Aos 56 anos, ela possui um longo histórico trabalhando com a vegetação e com as vidas animais do país. Sua relação com a onça-parda começou em 2011, quando ela criou um projeto de restauração florestal e da fauna e para a educação ambiental: o Corredor das Onças. Focado no estudo das onças-pardas que vivem na região metropolitana de Campinas, interior de São Paulo.
O caminho até as onças
O Corredor virou uma ONG em 2014, da qual surgiu o Projeto Abayomi, voltado para a reabilitação desses animais. Márcia trabalhou em parceria com diversos profissionais voluntários, como veterinários, e com seu marido para a realização do resgate de mais de 50 onças com lesões causadas por acidentes, como atropelamentos, mas, também, por ferimentos resultantes da caça ilegal de onças na região.

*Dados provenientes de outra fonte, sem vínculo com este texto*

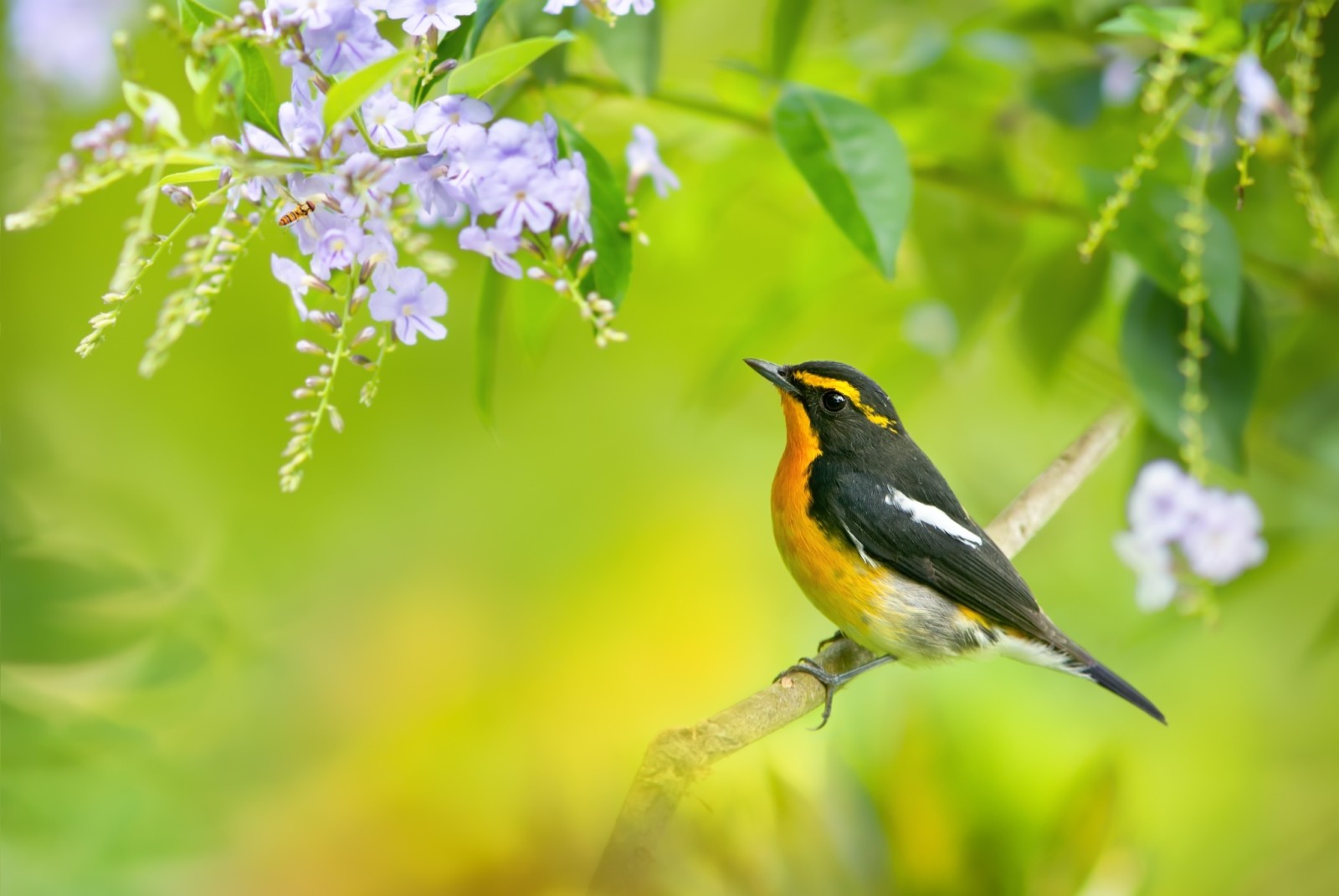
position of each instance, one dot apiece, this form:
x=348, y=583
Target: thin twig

Mas foi um almoço quase que de Natal que inspirou todo o seu trabalho com as onças-pardas. Todo ano, em dezembro, Márcia se encontrava com o Doutor Paulo Nogueira Neto para um almoço. “Ele foi meu orientador de mestrado, mas também meu orientador de vida”, conta. A tradição começou durante o curso de Ecologia na USP e continuou mesmo depois da sua graduação do mestrado.

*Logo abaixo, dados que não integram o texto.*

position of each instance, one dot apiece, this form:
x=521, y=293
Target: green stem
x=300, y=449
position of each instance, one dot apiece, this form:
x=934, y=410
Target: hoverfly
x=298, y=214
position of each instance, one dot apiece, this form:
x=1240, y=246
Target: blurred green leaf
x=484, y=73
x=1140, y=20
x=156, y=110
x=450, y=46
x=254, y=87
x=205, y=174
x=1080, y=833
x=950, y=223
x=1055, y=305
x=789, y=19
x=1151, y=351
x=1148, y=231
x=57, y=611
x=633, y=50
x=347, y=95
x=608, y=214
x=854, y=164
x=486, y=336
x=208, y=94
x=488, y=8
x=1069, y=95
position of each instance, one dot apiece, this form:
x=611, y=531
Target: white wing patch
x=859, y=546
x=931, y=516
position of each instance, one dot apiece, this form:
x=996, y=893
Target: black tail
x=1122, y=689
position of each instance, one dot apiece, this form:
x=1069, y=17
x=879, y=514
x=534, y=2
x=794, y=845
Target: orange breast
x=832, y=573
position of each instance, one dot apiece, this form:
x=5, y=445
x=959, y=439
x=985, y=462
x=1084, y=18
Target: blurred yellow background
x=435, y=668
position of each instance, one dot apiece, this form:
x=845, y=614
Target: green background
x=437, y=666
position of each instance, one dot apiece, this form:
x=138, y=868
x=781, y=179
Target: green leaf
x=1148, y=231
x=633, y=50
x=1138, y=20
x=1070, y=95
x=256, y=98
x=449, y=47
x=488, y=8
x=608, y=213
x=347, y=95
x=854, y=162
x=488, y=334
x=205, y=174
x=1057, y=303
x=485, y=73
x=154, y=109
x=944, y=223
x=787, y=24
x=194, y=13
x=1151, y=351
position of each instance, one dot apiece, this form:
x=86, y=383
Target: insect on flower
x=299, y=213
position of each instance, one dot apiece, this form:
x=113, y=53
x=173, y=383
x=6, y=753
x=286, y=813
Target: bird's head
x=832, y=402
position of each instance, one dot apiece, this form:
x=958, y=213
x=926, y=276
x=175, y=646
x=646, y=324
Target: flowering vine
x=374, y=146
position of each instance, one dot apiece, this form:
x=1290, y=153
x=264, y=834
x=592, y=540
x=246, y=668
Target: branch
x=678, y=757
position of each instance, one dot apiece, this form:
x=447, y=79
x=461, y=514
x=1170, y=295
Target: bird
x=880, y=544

Em um desses encontros tradicionais, o Dr. Nogueira Neto contou que um funcionário de sua fazenda encontrou uma leoa em sua propriedade na região de Cosmópolis – uma Unidade de Conservação que ele mesmo criou, no interior do Estado de São Paulo. O ex-Secretário Especial do Meio Ambiente brincou que ela “devia ter fugido de algum circo, mas depois percebeu que era uma onça-parda”, relata Márcia. Foi então quando o amigo confessou para ela que gostaria muito de estudar o animal e sua presença em regiões não tão óbvias.
Márcia já atuava como funcionária do Ministério do Meio Ambiente nessa época e estava terminando seu doutorado em Política Científica e Tecnológica do Instituto de Geociências na Unicamp. A presença desse tipo de predador em uma região urbana a fascinou. Porém, a sua jornada para estudar as onças “foi uma luta”, ela confessa. As autoridades não enxergavam um propósito de dedicar um servidor oficial nesta Unidade de Conservação, mas Márcia não deixou isso a impedir.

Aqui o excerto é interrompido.